Section 1.2.            Terms Generally .  The definitions in Section 1.1 shall apply equally to both the singular and plural forms of the terms defined.  Whenever the context may require, any pronoun shall include the corresponding masculine, feminine and neuter forms.  The words “include”, “includes” and “including” shall be deemed to be followed by the phrase “without limitation”, unless the context expressly provides otherwise.  All references herein to Sections, paragraphs, subparagraphs, clauses, Exhibits or Schedules shall be deemed references to Sections, paragraphs, subparagraphs or clauses of, or Exhibits or Schedules to this Agreement, unless the context requires otherwise.  Unless otherwise expressly defined, terms defined in this Agreement have the same meanings when used in any Exhibit or Schedule hereto, including the Company Disclosure Letter.  Unless otherwise specified, the words “herein”, “hereof”, “hereto” and “hereunder” and other words of similar import refer to this Agreement as a whole (including the Schedules and Exhibits) and not to any particular provision of this Agreement.  The term “or” is not exclusive.  The word “extent” in the phrase “to the extent” shall mean the degree to which a subject or other thing extends, and such phrase shall not mean simply “if”.  Any Contract, instrument or Law defined or referred to herein or in any Contract or instrument that is referred to herein means such Contract, instrument or Law as from time to time amended, modified or supplemented, including (in the case of Contracts or instruments) by waiver or consent and (in the case of Laws) by succession of comparable successor Laws and references to all attachments thereto and instruments incorporated therein.  References to a Person are also to its permitted successors and assigns.

ARTICLE II

THE MERGER

Section 2.1.            The Merger .

(a)           At the Effective Time, in accordance with the Nevada Revised Statutes (the “NRS”), and upon the terms and subject to the conditions set forth in this Agreement, Merger Sub shall be merged with and into the Company, at which time the separate existence of Merger Sub shall cease and the Company shall survive the Merger as a direct or indirect wholly-owned subsidiary of Parent.

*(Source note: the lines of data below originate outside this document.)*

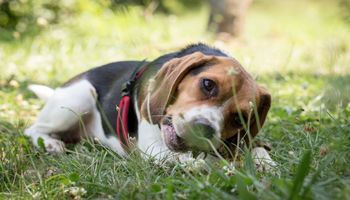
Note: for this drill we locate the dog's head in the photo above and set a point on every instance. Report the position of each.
(201, 101)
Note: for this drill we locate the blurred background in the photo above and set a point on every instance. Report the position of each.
(292, 47)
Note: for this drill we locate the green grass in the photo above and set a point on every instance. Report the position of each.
(299, 50)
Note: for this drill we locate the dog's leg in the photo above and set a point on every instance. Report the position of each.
(95, 129)
(63, 111)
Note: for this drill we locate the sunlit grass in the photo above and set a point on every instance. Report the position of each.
(299, 50)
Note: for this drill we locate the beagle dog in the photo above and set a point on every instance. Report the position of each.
(198, 99)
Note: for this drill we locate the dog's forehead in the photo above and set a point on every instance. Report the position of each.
(229, 75)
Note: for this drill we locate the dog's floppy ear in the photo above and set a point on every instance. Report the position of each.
(165, 84)
(262, 110)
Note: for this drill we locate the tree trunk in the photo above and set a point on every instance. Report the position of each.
(227, 16)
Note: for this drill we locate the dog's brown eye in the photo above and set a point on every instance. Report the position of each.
(209, 87)
(237, 121)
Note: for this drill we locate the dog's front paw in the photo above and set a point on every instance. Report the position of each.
(262, 160)
(53, 145)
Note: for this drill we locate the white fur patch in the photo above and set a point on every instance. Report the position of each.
(150, 140)
(66, 108)
(262, 159)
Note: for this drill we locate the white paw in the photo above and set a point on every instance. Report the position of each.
(262, 160)
(53, 145)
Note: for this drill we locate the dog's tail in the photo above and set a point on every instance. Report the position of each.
(42, 91)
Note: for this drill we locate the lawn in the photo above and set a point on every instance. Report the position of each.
(299, 50)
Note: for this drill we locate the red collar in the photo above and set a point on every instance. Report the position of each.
(124, 106)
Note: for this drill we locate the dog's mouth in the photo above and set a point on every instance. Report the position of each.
(171, 139)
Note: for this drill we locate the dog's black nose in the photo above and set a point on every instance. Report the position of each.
(202, 128)
(167, 120)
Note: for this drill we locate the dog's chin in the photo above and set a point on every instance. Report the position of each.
(172, 140)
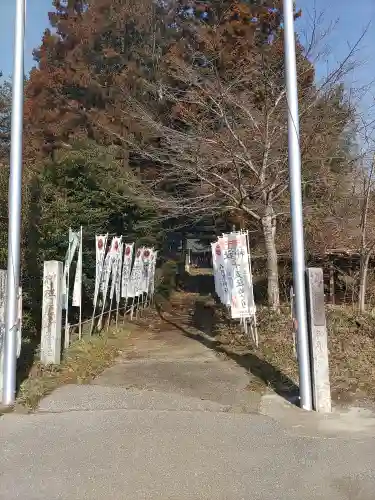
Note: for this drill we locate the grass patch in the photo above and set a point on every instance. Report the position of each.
(81, 362)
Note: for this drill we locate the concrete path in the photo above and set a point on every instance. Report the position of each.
(173, 421)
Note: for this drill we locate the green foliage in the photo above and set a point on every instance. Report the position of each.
(166, 278)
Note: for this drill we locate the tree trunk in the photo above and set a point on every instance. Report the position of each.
(363, 270)
(269, 232)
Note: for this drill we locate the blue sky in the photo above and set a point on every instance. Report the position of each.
(350, 26)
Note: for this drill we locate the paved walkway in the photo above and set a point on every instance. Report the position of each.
(173, 421)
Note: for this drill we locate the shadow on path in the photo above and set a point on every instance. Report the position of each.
(268, 374)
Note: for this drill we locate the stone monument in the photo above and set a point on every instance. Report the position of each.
(50, 348)
(318, 341)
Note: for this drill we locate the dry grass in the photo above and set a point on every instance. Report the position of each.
(82, 362)
(351, 342)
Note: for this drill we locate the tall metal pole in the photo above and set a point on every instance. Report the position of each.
(15, 188)
(298, 247)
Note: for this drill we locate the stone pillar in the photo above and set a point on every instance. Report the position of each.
(318, 341)
(50, 347)
(3, 296)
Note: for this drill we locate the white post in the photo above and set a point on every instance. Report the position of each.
(66, 297)
(298, 246)
(15, 202)
(50, 348)
(3, 298)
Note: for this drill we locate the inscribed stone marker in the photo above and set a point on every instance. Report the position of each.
(50, 352)
(318, 341)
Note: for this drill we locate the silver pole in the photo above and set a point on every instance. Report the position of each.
(298, 247)
(15, 193)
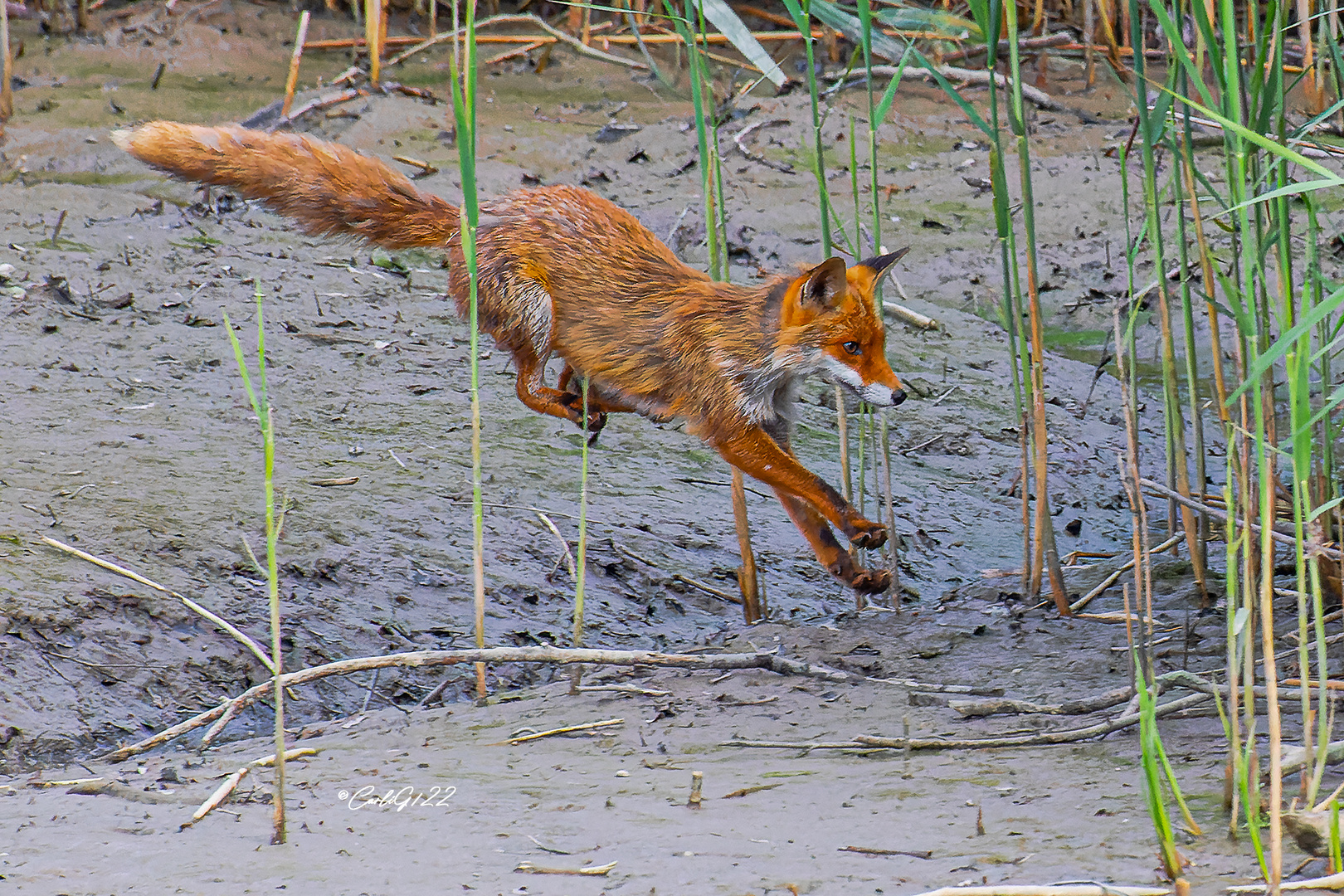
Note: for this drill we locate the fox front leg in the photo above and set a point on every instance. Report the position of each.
(832, 557)
(761, 457)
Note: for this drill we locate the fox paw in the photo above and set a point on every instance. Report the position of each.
(867, 535)
(596, 421)
(871, 581)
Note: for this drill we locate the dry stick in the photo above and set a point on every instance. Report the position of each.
(746, 572)
(507, 19)
(191, 605)
(874, 850)
(292, 80)
(979, 709)
(6, 67)
(569, 555)
(593, 871)
(761, 160)
(912, 317)
(910, 684)
(219, 796)
(587, 726)
(418, 659)
(1050, 889)
(977, 77)
(1333, 553)
(1047, 738)
(1110, 579)
(373, 37)
(678, 577)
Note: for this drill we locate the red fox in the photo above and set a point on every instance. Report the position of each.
(569, 275)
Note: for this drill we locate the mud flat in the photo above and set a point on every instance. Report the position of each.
(128, 434)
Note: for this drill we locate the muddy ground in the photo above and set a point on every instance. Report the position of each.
(127, 433)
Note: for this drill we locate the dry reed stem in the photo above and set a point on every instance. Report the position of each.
(418, 659)
(292, 80)
(219, 796)
(587, 726)
(874, 850)
(1047, 738)
(912, 317)
(594, 871)
(191, 605)
(910, 684)
(1320, 550)
(417, 163)
(6, 69)
(747, 582)
(1110, 579)
(374, 38)
(977, 77)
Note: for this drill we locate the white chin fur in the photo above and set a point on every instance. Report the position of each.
(869, 392)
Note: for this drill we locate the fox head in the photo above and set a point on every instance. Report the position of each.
(830, 312)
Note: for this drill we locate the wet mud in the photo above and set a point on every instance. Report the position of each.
(127, 433)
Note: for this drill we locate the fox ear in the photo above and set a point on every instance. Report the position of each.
(824, 285)
(880, 264)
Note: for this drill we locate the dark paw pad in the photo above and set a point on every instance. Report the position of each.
(869, 535)
(871, 581)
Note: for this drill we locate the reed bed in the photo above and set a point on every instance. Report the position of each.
(1249, 324)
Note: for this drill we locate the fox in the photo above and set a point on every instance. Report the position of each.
(567, 275)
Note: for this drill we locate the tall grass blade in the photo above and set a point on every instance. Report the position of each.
(464, 114)
(265, 421)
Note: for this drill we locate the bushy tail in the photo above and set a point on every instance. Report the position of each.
(329, 188)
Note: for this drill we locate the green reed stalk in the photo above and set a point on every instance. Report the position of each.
(260, 401)
(1337, 864)
(1151, 759)
(802, 22)
(717, 240)
(1047, 557)
(990, 17)
(464, 114)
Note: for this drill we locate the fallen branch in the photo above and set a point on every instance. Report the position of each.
(1114, 577)
(418, 659)
(1050, 889)
(191, 605)
(218, 796)
(1001, 707)
(587, 726)
(1046, 738)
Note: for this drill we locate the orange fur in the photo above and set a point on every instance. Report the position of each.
(566, 273)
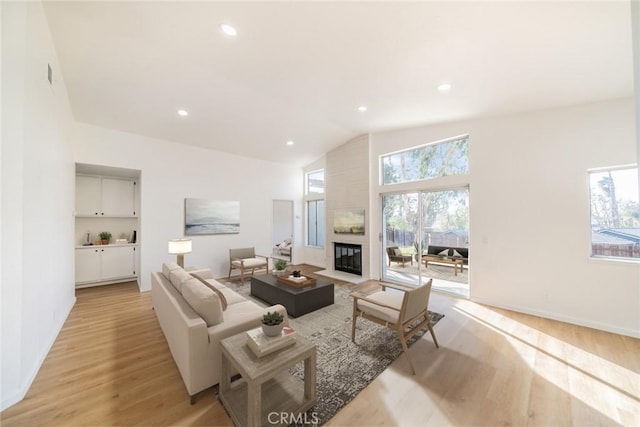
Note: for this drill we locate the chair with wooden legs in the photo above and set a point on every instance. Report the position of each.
(405, 312)
(245, 259)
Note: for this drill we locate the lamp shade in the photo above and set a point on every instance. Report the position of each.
(180, 246)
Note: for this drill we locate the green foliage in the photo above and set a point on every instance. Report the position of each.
(272, 319)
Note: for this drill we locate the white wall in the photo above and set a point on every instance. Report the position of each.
(172, 172)
(529, 202)
(37, 289)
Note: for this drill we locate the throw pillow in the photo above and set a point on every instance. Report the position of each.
(167, 268)
(204, 301)
(178, 277)
(223, 299)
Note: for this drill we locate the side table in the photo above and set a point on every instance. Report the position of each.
(266, 389)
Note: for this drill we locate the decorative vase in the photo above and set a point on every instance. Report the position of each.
(272, 330)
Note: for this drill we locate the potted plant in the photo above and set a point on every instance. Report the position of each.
(105, 236)
(272, 324)
(280, 266)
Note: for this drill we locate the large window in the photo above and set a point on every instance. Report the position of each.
(450, 157)
(314, 198)
(315, 223)
(615, 213)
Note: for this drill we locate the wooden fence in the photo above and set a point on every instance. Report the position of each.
(615, 250)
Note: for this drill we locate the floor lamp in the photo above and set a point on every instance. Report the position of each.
(180, 247)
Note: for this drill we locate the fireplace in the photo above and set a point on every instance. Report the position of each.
(348, 258)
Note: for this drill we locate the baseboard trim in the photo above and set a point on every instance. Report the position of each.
(21, 392)
(562, 318)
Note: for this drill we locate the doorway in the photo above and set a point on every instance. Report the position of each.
(282, 226)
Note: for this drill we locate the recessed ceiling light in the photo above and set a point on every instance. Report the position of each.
(229, 30)
(445, 86)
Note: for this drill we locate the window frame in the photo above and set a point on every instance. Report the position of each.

(b)           Subject to the provisions of this Agreement, with respect to the Merger, as soon as practicable after 10:00 a.m., Las Vegas time, on the Closing Date, Merger Sub shall file the Articles of Merger (the “Articles of Merger”) executed in accordance with, and containing such information as is required by, the relevant provisions of the NRS with the Secretary of State of the State of Nevada.  The Merger shall become effective at such time as the Articles of Merger are duly filed with the Secretary of State of the State of Nevada or at such other date and time as is agreed between the parties and specified in the Articles of Merger in accordance with the relevant provisions of the NRS (such date and time is hereinafter referred to as the “Effective Time”).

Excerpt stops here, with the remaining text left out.